Pagi itu, Karuna terbangun lebih awal dari biasanya. Matahari baru saja muncul, namun pikirannya sudah melayang ke banyak hal. Ia menghela napas panjang sambil melirik Ethan yang masih terlelap di sampingnya. Ada banyak hal yang harus ia selesaikan hari ini, salah satunya adalah mendaftarkan Ethan ke sekolah. Hatinya bercampur aduk, antara semangat dan kekhawatiran.
Setelah menyiapkan sarapan sederhana, Karuna mendengar suara ketukan pelan di pintu depan. Dengan cepat, ia berjalan menuju pintu dan membukanya. Di luar, Dirga berdiri dengan senyum hangat, membawa dua gelas kopi di tangannya.
“Pagi, Karuna. Maaf, aku datang lebih awal.” ujar Dirga.
Karuna tersenyum kecil. “Oh ya gak apa-apa kok, Masuklah. Ethan masih tidur, lagi pula aku juga belum siap-siap.”
Dirga melangkah masuk, menaruh kopi di meja, dan duduk di kursi ruang tamu. "Nggak apa-apa, aku tunggu. Lagian, aku suka suasana pagi di sini. Tenang."
Karuna hanya mengangguk sambil kembali ke dapur untuk menyelesaikan sarapan. Beberapa saat kemudian, Ethan terbangun. Bocah itu keluar dari kamar dengan mata masih setengah terbuka dan langsung berlari ke arah Dirga begitu melihatnya.

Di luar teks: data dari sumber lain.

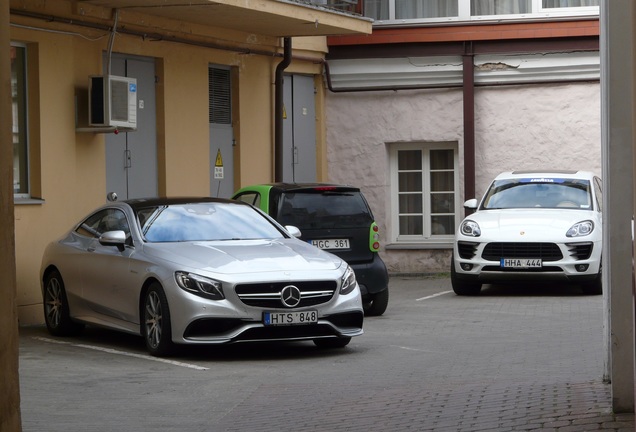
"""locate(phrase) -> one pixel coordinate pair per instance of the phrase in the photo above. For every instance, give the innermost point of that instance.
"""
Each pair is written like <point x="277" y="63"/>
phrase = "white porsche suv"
<point x="532" y="226"/>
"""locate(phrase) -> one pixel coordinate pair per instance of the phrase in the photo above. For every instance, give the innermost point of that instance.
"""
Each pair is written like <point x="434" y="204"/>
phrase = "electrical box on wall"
<point x="112" y="102"/>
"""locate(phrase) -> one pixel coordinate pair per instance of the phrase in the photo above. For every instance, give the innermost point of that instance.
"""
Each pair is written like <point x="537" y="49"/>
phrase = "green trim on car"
<point x="374" y="237"/>
<point x="262" y="190"/>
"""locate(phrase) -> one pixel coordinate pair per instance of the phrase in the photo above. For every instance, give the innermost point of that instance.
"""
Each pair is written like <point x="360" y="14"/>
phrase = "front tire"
<point x="57" y="314"/>
<point x="377" y="303"/>
<point x="332" y="342"/>
<point x="462" y="287"/>
<point x="156" y="324"/>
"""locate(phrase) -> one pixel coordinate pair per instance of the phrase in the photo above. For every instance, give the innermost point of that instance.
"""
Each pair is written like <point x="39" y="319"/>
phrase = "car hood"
<point x="245" y="256"/>
<point x="531" y="224"/>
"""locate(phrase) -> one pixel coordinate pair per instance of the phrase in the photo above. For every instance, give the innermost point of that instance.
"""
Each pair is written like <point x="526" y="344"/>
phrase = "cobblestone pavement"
<point x="513" y="359"/>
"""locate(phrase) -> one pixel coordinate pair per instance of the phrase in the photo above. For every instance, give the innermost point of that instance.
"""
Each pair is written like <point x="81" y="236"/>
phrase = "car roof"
<point x="286" y="187"/>
<point x="574" y="174"/>
<point x="155" y="202"/>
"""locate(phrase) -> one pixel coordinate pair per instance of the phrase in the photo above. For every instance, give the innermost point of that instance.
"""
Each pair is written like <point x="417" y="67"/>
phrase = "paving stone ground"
<point x="516" y="358"/>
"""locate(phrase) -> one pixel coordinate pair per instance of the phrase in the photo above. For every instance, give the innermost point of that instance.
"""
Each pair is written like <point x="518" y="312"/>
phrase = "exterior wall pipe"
<point x="469" y="122"/>
<point x="279" y="109"/>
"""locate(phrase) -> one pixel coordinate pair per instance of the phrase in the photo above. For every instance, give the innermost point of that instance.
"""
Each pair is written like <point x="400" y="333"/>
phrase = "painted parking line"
<point x="433" y="295"/>
<point x="124" y="353"/>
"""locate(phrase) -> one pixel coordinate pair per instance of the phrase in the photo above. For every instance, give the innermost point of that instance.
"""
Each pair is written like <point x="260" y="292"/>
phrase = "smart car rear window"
<point x="324" y="210"/>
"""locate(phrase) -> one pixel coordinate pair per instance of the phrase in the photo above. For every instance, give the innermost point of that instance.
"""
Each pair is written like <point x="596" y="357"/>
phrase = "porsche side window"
<point x="103" y="221"/>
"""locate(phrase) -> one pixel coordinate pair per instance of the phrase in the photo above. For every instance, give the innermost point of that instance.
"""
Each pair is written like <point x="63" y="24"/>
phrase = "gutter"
<point x="279" y="110"/>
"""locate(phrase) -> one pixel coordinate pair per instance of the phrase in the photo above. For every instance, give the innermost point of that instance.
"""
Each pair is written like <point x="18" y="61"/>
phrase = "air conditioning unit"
<point x="112" y="101"/>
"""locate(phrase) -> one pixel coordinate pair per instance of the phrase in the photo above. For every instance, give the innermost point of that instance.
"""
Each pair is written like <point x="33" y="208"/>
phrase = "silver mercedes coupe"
<point x="197" y="271"/>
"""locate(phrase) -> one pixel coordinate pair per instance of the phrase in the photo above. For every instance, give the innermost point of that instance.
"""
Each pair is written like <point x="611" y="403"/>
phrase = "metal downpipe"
<point x="278" y="110"/>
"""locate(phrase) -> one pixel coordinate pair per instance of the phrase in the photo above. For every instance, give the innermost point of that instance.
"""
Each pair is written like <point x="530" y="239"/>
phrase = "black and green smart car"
<point x="335" y="218"/>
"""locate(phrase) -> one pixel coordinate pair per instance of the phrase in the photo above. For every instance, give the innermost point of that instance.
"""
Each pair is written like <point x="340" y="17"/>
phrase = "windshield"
<point x="324" y="209"/>
<point x="543" y="192"/>
<point x="204" y="222"/>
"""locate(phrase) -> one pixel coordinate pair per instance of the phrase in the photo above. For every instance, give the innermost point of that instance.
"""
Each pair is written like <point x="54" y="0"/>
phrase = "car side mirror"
<point x="113" y="238"/>
<point x="293" y="231"/>
<point x="471" y="204"/>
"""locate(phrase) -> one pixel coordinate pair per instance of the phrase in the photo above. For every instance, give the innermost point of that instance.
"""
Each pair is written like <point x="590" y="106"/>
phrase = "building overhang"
<point x="278" y="18"/>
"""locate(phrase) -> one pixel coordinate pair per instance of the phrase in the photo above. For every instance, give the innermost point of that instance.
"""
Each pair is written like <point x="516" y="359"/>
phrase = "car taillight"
<point x="374" y="237"/>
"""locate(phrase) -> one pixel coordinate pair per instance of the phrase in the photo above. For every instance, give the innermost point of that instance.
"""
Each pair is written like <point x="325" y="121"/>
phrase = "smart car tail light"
<point x="374" y="237"/>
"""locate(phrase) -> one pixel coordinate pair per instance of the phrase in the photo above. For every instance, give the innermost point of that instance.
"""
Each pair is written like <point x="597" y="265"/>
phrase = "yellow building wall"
<point x="68" y="171"/>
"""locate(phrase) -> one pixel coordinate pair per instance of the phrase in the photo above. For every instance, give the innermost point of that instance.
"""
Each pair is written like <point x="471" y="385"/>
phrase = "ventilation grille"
<point x="220" y="102"/>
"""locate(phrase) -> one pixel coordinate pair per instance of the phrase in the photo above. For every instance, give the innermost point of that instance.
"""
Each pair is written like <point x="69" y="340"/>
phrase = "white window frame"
<point x="27" y="165"/>
<point x="537" y="11"/>
<point x="427" y="237"/>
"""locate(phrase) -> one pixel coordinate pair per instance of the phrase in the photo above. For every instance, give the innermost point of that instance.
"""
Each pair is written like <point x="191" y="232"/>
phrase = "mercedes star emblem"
<point x="290" y="296"/>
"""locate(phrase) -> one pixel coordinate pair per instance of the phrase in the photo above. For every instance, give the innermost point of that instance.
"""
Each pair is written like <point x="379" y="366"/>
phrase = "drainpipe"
<point x="469" y="122"/>
<point x="278" y="111"/>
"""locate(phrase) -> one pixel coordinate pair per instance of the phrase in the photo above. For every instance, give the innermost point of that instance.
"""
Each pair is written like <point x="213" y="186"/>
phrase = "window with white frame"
<point x="424" y="182"/>
<point x="19" y="127"/>
<point x="392" y="12"/>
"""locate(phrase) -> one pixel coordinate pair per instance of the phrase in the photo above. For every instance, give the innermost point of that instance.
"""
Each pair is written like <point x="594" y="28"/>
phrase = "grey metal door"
<point x="131" y="157"/>
<point x="221" y="132"/>
<point x="299" y="129"/>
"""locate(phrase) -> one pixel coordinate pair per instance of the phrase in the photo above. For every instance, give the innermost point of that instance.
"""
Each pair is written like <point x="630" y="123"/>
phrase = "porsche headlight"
<point x="348" y="281"/>
<point x="470" y="228"/>
<point x="200" y="285"/>
<point x="581" y="229"/>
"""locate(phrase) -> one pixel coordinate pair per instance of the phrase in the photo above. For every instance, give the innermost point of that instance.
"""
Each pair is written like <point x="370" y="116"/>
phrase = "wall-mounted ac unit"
<point x="112" y="102"/>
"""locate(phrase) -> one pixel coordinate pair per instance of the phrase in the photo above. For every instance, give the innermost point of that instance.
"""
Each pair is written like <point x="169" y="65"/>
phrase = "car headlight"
<point x="470" y="228"/>
<point x="348" y="281"/>
<point x="581" y="229"/>
<point x="200" y="285"/>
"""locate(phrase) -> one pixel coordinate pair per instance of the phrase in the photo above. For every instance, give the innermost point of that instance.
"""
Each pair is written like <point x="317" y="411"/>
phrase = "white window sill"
<point x="28" y="201"/>
<point x="443" y="244"/>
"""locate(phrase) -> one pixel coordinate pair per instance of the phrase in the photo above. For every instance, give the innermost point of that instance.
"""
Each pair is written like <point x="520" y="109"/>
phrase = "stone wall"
<point x="549" y="126"/>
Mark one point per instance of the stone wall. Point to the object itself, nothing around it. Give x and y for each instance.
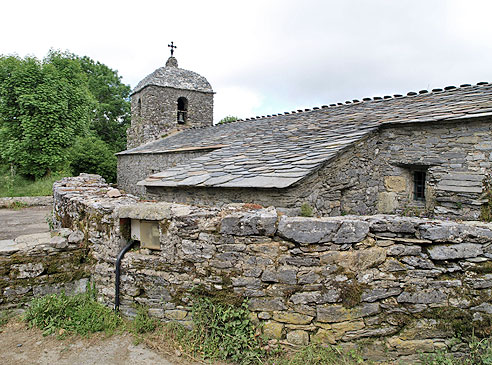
(133, 168)
(391, 285)
(375, 175)
(39, 264)
(156, 116)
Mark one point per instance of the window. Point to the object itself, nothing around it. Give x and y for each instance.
(139, 107)
(419, 185)
(182, 110)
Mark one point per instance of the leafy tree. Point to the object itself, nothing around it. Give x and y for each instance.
(111, 115)
(44, 105)
(93, 156)
(228, 119)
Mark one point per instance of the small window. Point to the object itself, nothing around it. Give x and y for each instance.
(419, 185)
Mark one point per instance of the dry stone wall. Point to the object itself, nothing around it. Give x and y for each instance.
(39, 264)
(388, 284)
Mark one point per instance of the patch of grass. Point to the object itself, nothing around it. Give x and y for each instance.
(17, 205)
(143, 323)
(223, 331)
(79, 314)
(5, 317)
(15, 185)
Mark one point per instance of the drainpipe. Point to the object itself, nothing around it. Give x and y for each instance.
(117, 279)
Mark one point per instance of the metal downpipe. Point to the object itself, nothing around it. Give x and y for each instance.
(117, 278)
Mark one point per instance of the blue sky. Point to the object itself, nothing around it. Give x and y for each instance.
(269, 56)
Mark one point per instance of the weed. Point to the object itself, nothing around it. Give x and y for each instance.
(5, 317)
(306, 210)
(78, 314)
(143, 323)
(17, 205)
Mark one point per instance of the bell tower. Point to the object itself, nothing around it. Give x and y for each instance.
(168, 100)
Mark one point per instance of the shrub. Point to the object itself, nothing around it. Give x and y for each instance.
(78, 314)
(93, 156)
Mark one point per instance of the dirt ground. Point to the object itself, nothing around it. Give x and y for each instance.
(21, 345)
(14, 223)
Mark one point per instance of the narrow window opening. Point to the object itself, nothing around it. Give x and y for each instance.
(419, 185)
(182, 110)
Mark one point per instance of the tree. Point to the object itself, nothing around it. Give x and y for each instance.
(43, 107)
(228, 119)
(93, 156)
(111, 115)
(46, 105)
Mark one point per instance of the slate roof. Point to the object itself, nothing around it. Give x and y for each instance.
(178, 78)
(280, 150)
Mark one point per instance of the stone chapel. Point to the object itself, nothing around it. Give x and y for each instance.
(168, 100)
(425, 152)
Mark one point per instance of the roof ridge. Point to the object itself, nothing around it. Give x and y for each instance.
(368, 99)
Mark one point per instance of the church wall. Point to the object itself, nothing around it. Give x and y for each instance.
(133, 168)
(375, 175)
(157, 114)
(392, 286)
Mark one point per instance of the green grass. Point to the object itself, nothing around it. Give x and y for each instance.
(64, 315)
(16, 185)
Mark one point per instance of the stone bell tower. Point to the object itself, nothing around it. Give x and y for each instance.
(168, 100)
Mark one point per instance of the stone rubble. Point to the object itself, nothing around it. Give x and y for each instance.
(386, 284)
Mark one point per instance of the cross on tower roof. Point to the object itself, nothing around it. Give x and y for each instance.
(172, 46)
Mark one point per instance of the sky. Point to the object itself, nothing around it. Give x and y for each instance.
(269, 56)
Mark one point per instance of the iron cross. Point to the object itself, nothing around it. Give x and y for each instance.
(172, 46)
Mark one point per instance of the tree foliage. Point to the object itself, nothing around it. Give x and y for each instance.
(46, 105)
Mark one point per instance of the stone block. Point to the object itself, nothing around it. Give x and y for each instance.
(424, 296)
(397, 184)
(356, 260)
(267, 304)
(298, 337)
(387, 202)
(324, 336)
(261, 222)
(307, 230)
(351, 232)
(292, 317)
(338, 313)
(372, 295)
(455, 251)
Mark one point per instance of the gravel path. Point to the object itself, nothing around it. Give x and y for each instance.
(14, 223)
(21, 346)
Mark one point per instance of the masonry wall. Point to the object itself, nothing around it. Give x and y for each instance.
(376, 176)
(133, 168)
(390, 285)
(157, 115)
(39, 264)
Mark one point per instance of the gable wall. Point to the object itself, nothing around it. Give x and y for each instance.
(158, 114)
(136, 167)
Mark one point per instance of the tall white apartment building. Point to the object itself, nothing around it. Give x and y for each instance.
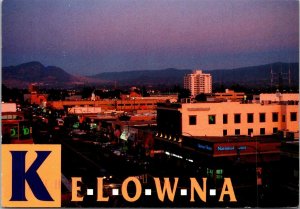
(198, 82)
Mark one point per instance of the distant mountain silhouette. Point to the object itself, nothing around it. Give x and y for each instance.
(34, 72)
(248, 76)
(258, 76)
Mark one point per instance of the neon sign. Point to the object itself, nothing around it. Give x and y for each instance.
(205, 147)
(230, 148)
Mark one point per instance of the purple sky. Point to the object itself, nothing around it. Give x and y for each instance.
(93, 36)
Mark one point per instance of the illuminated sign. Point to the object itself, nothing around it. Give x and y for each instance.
(230, 148)
(205, 147)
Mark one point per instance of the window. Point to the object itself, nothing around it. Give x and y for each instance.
(262, 131)
(262, 117)
(293, 116)
(250, 117)
(237, 118)
(193, 120)
(225, 118)
(275, 116)
(250, 131)
(212, 119)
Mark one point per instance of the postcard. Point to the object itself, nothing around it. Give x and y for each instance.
(171, 104)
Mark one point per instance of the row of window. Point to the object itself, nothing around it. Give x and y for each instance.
(250, 118)
(262, 131)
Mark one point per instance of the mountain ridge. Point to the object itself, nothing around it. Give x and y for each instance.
(52, 76)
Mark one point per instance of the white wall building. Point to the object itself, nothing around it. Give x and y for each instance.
(198, 82)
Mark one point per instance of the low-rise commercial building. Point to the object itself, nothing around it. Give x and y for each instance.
(227, 119)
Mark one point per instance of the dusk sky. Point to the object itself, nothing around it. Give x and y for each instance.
(93, 36)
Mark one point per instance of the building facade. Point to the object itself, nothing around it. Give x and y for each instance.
(227, 119)
(198, 82)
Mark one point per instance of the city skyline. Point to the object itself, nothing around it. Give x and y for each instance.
(89, 37)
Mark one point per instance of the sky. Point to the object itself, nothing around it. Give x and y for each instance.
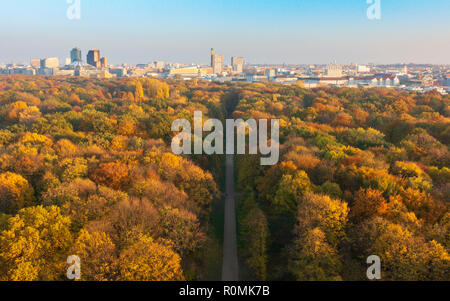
(262, 31)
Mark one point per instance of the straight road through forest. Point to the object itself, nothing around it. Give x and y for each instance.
(230, 268)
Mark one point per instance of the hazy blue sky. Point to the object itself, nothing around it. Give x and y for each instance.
(263, 31)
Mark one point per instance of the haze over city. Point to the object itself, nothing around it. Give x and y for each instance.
(263, 31)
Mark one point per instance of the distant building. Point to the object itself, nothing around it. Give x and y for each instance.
(158, 65)
(104, 62)
(216, 62)
(75, 55)
(333, 70)
(362, 69)
(50, 63)
(447, 80)
(119, 72)
(93, 58)
(35, 63)
(270, 74)
(237, 64)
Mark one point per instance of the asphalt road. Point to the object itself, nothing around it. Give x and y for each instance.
(230, 269)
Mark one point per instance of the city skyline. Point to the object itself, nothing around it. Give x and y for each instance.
(264, 32)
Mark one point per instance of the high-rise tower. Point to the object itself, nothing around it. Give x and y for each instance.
(93, 58)
(75, 55)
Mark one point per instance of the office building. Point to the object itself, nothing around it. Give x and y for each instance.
(104, 62)
(93, 58)
(35, 63)
(237, 64)
(50, 63)
(216, 62)
(333, 70)
(75, 55)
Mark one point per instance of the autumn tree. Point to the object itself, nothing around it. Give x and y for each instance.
(35, 245)
(147, 260)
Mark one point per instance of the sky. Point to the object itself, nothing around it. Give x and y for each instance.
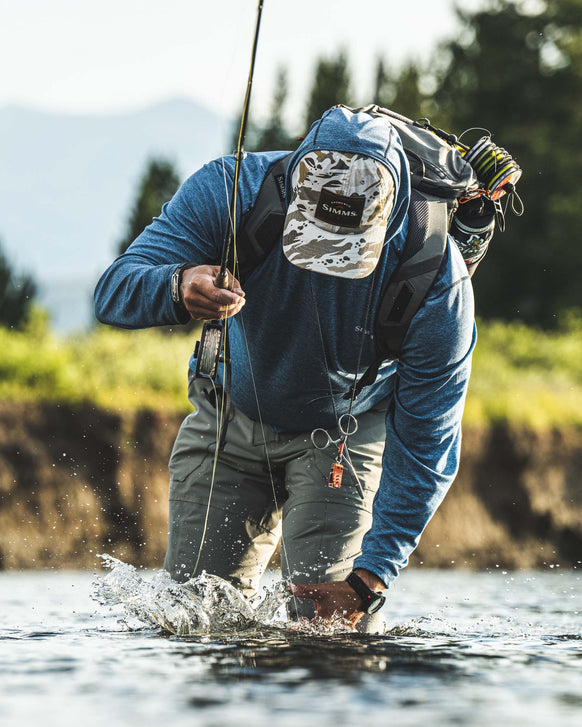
(112, 56)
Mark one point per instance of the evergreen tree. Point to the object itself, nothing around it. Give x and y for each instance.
(401, 91)
(519, 75)
(158, 185)
(331, 85)
(16, 295)
(274, 135)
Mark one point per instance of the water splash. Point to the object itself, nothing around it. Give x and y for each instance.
(202, 605)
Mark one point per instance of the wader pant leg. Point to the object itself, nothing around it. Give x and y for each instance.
(323, 527)
(229, 527)
(239, 522)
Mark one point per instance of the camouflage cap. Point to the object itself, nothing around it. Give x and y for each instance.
(337, 218)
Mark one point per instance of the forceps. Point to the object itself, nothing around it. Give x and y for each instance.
(322, 439)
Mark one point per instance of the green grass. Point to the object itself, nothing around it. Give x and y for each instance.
(520, 375)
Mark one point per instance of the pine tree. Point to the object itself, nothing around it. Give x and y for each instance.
(331, 86)
(274, 135)
(17, 295)
(158, 185)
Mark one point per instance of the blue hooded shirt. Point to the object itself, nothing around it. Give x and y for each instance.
(308, 335)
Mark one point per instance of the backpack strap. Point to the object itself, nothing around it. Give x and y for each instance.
(262, 227)
(421, 260)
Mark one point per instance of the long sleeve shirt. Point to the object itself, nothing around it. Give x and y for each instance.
(303, 336)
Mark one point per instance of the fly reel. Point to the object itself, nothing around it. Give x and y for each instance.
(208, 350)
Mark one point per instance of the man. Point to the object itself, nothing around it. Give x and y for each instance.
(299, 335)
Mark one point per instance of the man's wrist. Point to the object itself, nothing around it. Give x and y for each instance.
(175, 284)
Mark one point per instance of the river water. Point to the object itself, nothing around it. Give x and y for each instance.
(493, 648)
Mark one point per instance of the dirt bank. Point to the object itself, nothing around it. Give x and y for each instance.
(77, 482)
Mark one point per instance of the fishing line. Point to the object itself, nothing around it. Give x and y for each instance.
(231, 239)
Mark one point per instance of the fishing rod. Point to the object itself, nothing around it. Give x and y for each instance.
(222, 280)
(209, 348)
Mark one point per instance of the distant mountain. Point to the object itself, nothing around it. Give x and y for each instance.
(67, 183)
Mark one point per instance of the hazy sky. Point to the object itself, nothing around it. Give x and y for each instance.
(87, 56)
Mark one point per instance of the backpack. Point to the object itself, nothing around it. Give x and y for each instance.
(439, 176)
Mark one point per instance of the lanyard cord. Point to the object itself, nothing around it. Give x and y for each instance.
(368, 308)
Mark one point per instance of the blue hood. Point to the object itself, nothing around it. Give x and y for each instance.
(340, 129)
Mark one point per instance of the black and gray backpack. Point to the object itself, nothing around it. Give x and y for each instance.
(451, 193)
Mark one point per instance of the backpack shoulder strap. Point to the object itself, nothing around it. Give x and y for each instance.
(262, 226)
(421, 260)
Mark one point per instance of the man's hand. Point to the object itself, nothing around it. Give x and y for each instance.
(203, 300)
(337, 598)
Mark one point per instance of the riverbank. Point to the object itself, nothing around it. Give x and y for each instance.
(78, 480)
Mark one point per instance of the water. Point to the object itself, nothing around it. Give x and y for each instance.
(462, 648)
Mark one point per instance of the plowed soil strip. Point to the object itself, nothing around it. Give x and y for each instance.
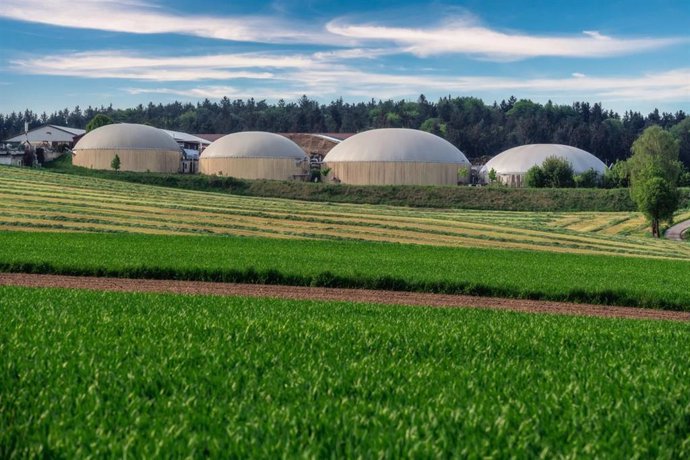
(345, 295)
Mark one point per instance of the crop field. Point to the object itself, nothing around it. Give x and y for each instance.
(629, 281)
(44, 201)
(86, 374)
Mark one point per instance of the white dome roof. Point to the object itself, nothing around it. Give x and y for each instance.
(253, 144)
(127, 136)
(396, 145)
(519, 160)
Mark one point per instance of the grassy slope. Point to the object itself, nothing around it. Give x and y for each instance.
(111, 375)
(38, 200)
(487, 198)
(526, 274)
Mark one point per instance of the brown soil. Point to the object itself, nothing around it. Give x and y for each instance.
(348, 295)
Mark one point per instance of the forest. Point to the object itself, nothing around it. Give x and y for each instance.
(478, 129)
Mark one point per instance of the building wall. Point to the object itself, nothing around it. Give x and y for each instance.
(255, 168)
(402, 173)
(512, 180)
(130, 160)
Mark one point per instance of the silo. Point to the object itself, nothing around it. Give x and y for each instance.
(255, 155)
(511, 166)
(139, 147)
(397, 156)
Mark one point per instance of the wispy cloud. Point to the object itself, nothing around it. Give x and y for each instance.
(328, 84)
(217, 92)
(133, 66)
(466, 36)
(670, 85)
(145, 17)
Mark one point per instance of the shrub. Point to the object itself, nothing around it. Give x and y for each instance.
(558, 173)
(588, 179)
(535, 177)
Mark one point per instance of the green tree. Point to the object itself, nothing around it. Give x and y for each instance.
(654, 171)
(464, 173)
(535, 177)
(588, 179)
(657, 199)
(618, 175)
(492, 176)
(98, 121)
(115, 164)
(558, 172)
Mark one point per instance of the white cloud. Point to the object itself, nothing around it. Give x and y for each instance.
(127, 65)
(671, 85)
(145, 17)
(217, 92)
(464, 36)
(350, 83)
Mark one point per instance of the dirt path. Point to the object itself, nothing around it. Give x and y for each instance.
(676, 232)
(349, 295)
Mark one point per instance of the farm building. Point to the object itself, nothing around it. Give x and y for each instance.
(139, 147)
(396, 156)
(49, 135)
(512, 165)
(254, 155)
(47, 142)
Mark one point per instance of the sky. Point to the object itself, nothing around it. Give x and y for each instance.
(62, 53)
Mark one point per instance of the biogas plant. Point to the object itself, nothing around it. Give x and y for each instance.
(389, 156)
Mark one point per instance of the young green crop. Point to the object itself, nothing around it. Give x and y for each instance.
(523, 274)
(86, 374)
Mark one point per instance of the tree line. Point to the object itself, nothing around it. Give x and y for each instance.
(478, 129)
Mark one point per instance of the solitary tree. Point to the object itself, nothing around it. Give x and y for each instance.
(535, 177)
(554, 172)
(98, 121)
(657, 199)
(654, 171)
(115, 164)
(558, 172)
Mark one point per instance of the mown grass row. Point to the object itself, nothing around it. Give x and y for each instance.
(504, 273)
(85, 374)
(486, 198)
(35, 200)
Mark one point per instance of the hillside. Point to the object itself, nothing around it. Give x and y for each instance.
(40, 200)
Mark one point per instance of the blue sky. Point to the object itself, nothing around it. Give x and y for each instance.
(62, 53)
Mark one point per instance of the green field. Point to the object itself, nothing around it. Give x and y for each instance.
(630, 281)
(43, 201)
(483, 198)
(87, 374)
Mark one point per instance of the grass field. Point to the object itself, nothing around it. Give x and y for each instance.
(484, 198)
(86, 374)
(509, 273)
(44, 201)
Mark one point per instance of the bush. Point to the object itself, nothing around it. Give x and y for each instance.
(618, 175)
(535, 177)
(558, 173)
(588, 179)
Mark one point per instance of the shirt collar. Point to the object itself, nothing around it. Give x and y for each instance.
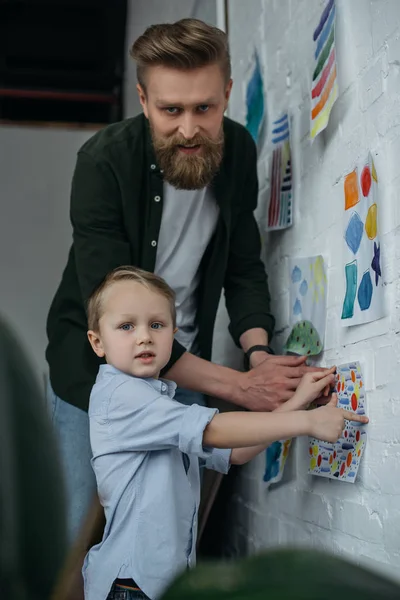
(162, 386)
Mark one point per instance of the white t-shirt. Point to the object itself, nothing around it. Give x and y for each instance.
(188, 222)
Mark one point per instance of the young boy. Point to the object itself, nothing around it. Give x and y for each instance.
(146, 446)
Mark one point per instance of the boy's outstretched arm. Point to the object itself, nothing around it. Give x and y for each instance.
(252, 432)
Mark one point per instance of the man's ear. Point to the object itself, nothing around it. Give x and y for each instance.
(228, 90)
(142, 99)
(96, 343)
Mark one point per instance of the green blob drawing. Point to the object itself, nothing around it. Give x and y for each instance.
(304, 340)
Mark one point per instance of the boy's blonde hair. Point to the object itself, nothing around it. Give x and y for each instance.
(186, 44)
(127, 273)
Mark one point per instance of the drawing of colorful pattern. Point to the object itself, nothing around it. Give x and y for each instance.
(361, 256)
(325, 88)
(275, 459)
(342, 459)
(279, 215)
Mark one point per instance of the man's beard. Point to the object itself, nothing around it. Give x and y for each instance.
(186, 172)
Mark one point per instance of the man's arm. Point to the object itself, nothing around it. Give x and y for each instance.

“Om Dirga! om di sini?” serunya dengan antusias.
Dirga tersenyum lebar dan mengangkat Ethan ke pangkuannya. “Iya dong! Hari ini kita bakal pergi cari sekolah buat Ethan, kan? Sudah siap jadi anak sekolah?”
Ethan mengangguk semangat, matanya yang tadi mengantuk kini berbinar-binar. “Aku mau sekolah yang besar, Om! Ada taman mainnya juga!”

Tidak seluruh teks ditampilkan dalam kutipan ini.